Doğum esnasında yutulan ağız dolusu bakteriye ek olarak devamında anne sütü emerken annenin cildinde ve meme bezlerinde kolonize olmuş bakterilerle tanışıyoruz. Daha sonra ise yediklerimiz ve içtiklerimizle bir sürü bakteri alıyoruz. Aldığımız bu bakteriler ağzımız, burnumuzdan başlayarak yemek borumuz, midemiz ve barsaklarımıza seyahat ediyor ve buralara yerleşiyor. Bir yetişkinin barsaklarında herhangi bir zamanda yaşayan bakteri türünün 500 den fazla olduğu tahmin ediliyor. Dış ortamla temas sonucu cildimize misafir ettiğimiz bakteriler ise cabası.

Bu mikrobiyal toplulukların uğradıkları değişikliklerin sindirim bozuklukları, cilt hastalıkları, diş eti hastalıkları ve hatta obeziteden sorumlu olabileceği düşünülüyor. Insan sağlığı ve hastalıklarda taşıdığı hayati öneme rağmen, vücudumuzda yaşayan bu büyük toplulukların daha iyi anlaşılabilmesi için daha birçok araştırma ve çalışma yapılması gerekiyor. Uzun yıllardır yapılan çalışmalarda bilim adamları bu bakterilerin bizim için çok zararlımı yoksa çok zararlımı olduğuna karar verememişler. Son 10 yılda yapılan çalışmalar bu bakteriler hakkındaki fikirleri değiştirmeye başlamıştır.
Bakteriler yiyeceklerden aldığımız vücuda yararlı besin maddelerini enerjiye çevirmemize yardımcı olacak kimyasalları üretirler. Barsak bakterileri de bağışıklık sistemimizi sağlıklı tutmamıza yardımcı olurlar. Kesin mekanizmaları bilinmese de bakterilerin dentritik hücreler, T hücreleri ve B hücreleri gibi bağışıklık hücrelerinin fonksiyonunda etkili oldukları ortaya çıkarılmaktadır. Ayrıca Bacteroides fragilis adlı bir bakterinin salgıladığı bir kimyasalın bağışıklık sisteminin olgunlaşması ve gelişmesi üzerindeki etkisi de gösterilmiştir.

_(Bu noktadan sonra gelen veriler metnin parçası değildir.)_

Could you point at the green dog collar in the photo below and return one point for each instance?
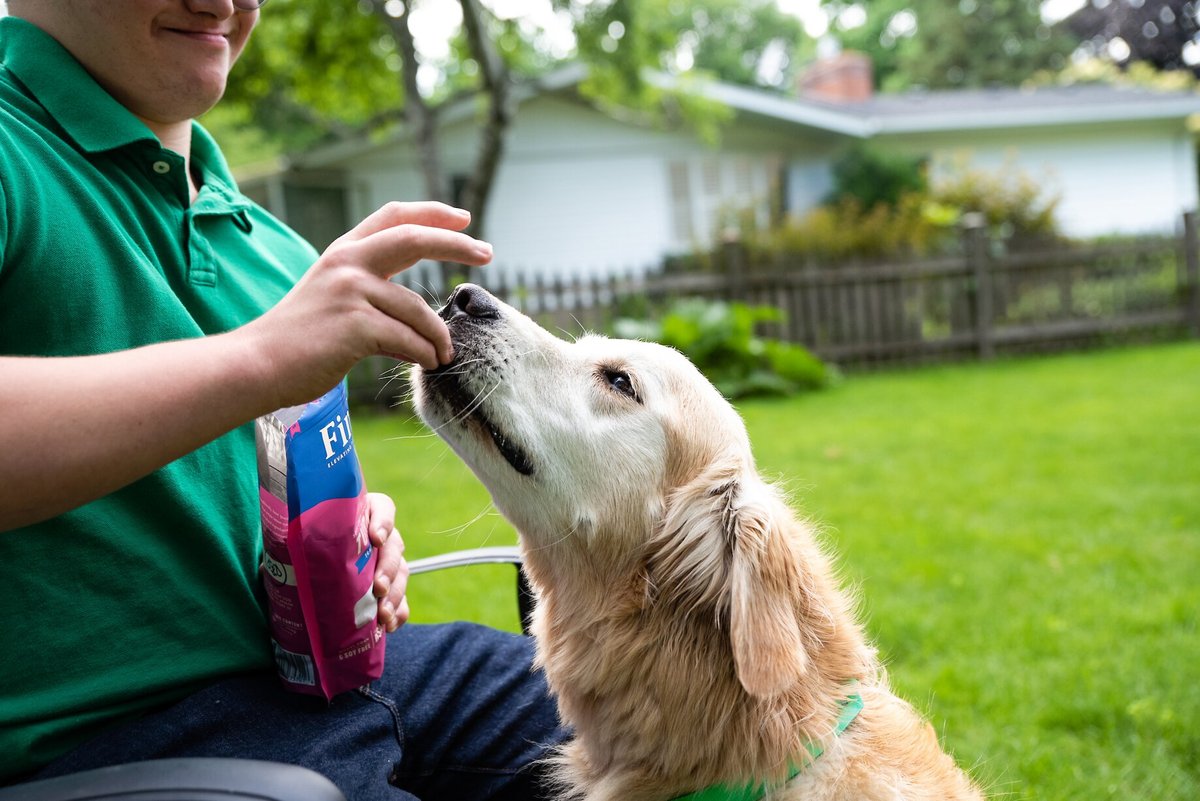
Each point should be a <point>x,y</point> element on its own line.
<point>850,709</point>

Probiyotikler denilen yararlı bakteriler içeren beslenme takviyelerinin sadece ağız, mide ve barsak enfeksiyonlarına karşı koruyucu olmadığı, tüm bağışıklık sistemini güçlendirdiği görülmüştür. Her ne kadar bakteriler enfeksiyon hastalıklarına karşı şimdilik antibiyotik alımını engelleyebilecek kadar koruyamasa da antibiyotik kullanımının sadece vücuda zararlı değil yararlı bakterileride öldürüyor olması, bakteri florasının bozulmasına neden olması antibiyotiklerin iyileştirdiği mi yoksa hasta mı ettiği konusunda tartışmaları şimdiden başlatmıştır.
Ayrıca obez kişilerin barsaklarında bazı bakterilerin bolca bulunması obezitenin bile bakterilerle ilişkilendirilebileceğini düşündürmektedir.

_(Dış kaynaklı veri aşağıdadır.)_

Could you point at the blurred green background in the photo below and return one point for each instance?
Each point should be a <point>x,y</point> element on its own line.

2007’de Amerika’nın önde gelen üniversitelerin bir araya gelerek insan vücudunda bulunan mikropların tespiti, sınıflandırılması ve detaylı incelenmesi için İnsan mikrobiyom projesini başlatmışlardır. Beş yıllık araştırma için Ulusal Sağlık enstitülerinin 100 milyon dolarlık hibe yaptığını söylemek konunun önemini göstermektedir. Araştırmacılar sağlıklı gönüllülerin sindirim sistemi, ağız, burun, cilt ve kadınların ürogenital sisteminden topladıkları numuneler üzerinde gelişmiş laboratuvar tetkikleri ile çalışmakta, elde edilen bilgileri işlemekte ve depolamaktalar. hızla gelişen biyoenformatik, moleküler biyoloji ve analitik kimya teknikleri sayesinde elde edilen bunca veri daha kolay işlenebilecek ve şaşırtıcı sonuçlar ortaya çıkabilecek gibi görünüyor.
İşte size hayret edeceğiniz bir konu daha: 2001 yılında ilk sonuçlarını yayınlandığı İnsan Genomu Projesinde çalışan bilim adamları insan genleri ile uyum gösteren 40 a yakın bakteri saptadılar. Bakteri orjinli bu genlerin insan vücuduna tarihin hangi aşamasında, ne zaman ve nasıl aktarıldığı ise hala bir bilinmeyen.